権威主義への共感度合はどのように測定するのかというと、これには1992年から政治科学者の間で使われている簡単な4つ質問があるんだそうです。それは子育てをトピックにして、自分の子どもにとって次のどちらが大切だと思うかをたずねるものです。「respectful または independent」、「obedient または self-reliant」、「well-behaved または considerate」、「well-mannered または curious」。前者を選んだ数が多いほどオーソリテリアン度合が強いということになります。そして、このテストでオーソリテリアンとされた有権者はトランプ支持者である確率が高かったのです。つまり予想に反してトランプが勝利したということは、アメリカのオーソリテリアンが予想以上に増えていたということでもあります。

実はこの統計結果は、今年1月にPoliticoに掲載されたもので、これを最初に読んだころはトランプが大統領になるどころか、共和党候補になることすらも予想していなかったので、あまり気にもとめていなかったのです。が、今になって改めてこの記事のことを思い出しました。

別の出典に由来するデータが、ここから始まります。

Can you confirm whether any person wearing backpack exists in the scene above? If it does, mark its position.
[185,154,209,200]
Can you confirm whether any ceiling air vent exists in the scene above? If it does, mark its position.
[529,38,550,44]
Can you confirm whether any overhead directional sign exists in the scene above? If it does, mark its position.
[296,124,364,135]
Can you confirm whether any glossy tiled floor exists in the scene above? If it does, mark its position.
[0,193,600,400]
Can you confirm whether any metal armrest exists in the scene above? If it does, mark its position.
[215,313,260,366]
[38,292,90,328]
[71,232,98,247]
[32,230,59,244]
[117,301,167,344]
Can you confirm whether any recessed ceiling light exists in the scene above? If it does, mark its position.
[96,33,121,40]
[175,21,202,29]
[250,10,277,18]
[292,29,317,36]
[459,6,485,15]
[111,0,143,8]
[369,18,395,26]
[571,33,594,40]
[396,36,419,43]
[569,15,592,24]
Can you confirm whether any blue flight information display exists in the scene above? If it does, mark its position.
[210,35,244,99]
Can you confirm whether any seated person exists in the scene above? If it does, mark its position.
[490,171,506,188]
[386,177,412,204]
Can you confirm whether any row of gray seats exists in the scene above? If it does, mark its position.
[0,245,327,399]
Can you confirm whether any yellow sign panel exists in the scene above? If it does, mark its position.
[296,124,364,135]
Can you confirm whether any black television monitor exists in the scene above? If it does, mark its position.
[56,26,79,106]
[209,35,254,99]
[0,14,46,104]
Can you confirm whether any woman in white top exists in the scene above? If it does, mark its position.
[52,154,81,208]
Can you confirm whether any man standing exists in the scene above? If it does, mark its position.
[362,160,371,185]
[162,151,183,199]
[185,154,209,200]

先週、トランプは国防長官に3年前に退役した海兵隊大将のジェームズ・マティスを指名しました。アメリカには、軍をコントロールするのは民間人であるべきという思想から軍人は退役後8年以上経たないと国防長官にはなれないという法律があります。マティスを国防長官に指名したということは、この法律を適用除外にするつもりだということです。このマティスに限らずトランプは軍人が好きです。国家安全保障補佐官に指名されたマイケル・フリンは元陸軍中将、CIA長官に指名されたマイク・ポンペオも元陸軍将校。そして国務長官候補として、デビッド・ペトレイアス(元陸軍大将)の名前も挙がっています。

上院も下院もマジョリティは共和党がにぎっています。おそらく適用除外も通ってしまうでしょう。前述のオーソリテリアン調査でいうと、共和党支持者は民主党支持者に比べて圧倒的にオーソリテリアンが多いのです。そして皮肉なことに二党政治では、非民主的なオーソリテリアンの方が上意下達の統率力で多数決に強い。

反エスタブリッシュメントの嵐で始まった選挙から生まれたのはオーソリテリアン政権だったという陳腐なまでに「歴史は繰り返す」筋書です。